Most gaming organizations have been expanding their Information Technology footprint in recent years, mirroring the trend in Federal, State and Local governments. While these new technologies provide increased productivity and better quality of service to the end users they also introduce new security risks if implemented incorrectly. This is the same for implementing a new firewall, upgrading point-of-sale (POS), moving into iGaming, or changing overall network design. Information security needs to be taken into consideration and your environment needs to be secured.
It is a misconception to believe that small, unknown organizations are immune. Attackers do not discriminate between a large organization with multiple casinos and a smaller one with only a few Internet resources. What does change is the level of risk. Most organizations, including casinos, will never be completely secure. Consequently, informed decisions must be made about reducing risks to acceptable levels commensurate with the possible damage and likelihood of occurrence. SeNet’s goal is to help identify vulnerabilities to help you make well-informed risk based business decisions and increase your organization’s overall security posture.
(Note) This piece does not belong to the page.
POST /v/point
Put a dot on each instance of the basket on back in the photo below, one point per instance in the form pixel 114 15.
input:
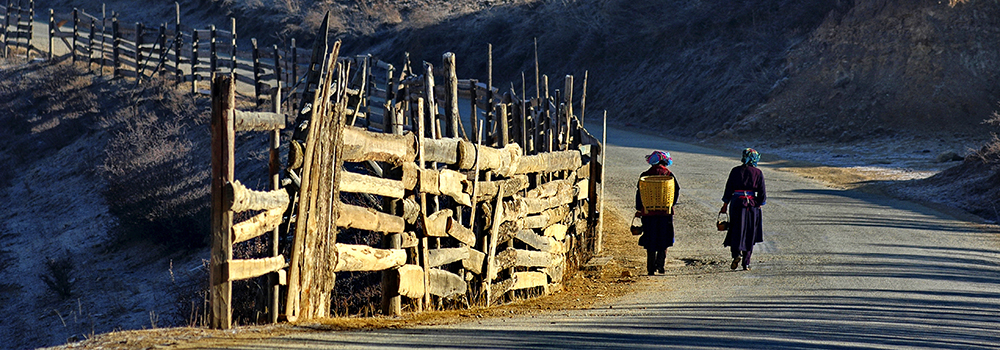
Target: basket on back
pixel 657 192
It seems that you cannot go a day without reading about another company or organization that has been “hacked.” The trend has been evolving from simple mischievous actions, such as defacing a Web page, to determined and dedicated attacks with a purpose to steal sensitive data or establish a foothold as part of an advanced persistent threat (APT).
When this occurs, SeNet can assist you in performing incident response and forensic analysis. Working as an extension of your team, we provide the technical ability to identify malicious activities, assess the results of these activities, and collect information that can be admitted as evidence in a court of law, if required. If you desire to pursue legal action, SeNet can assist your organization in the investigative proceedings. Our team of forensic analysts can testify as expert witnesses at the federal, state, and/or civil levels.
Below is a list of the services that our SeNet incident response and forensic analysis team can provide. We have experience performing these tasks in both commercial and government organizations. Our forensic analysis services can help you determine the following:
- Whether or not financial databases were tampered with.
- Whether covered data was compromised in a data security breach.
- The purpose for which a computer was primarily used.
- Whether a user possessed or disseminated a document or documents.
- Whether a specific file was ever printed.
- Whether a user wiped a drive or a file.
- Whether Web-based email accounts were used.
- Whether intentional deletion of materials occurred.
- Whether or not USB keys or other remote media were used.
- Whether files were copied to the USB or remote media and which files were copied.
- Whether a system was compromised or not.
- Whether computer misuse has occurred.
- Whether intellectual property was compromised.
This can be done in both physical and virtual environments, although different tools and techniques may be used. The SeNet Team is prepared to assist you on a very short notice, most of the time within 24 hours from your call.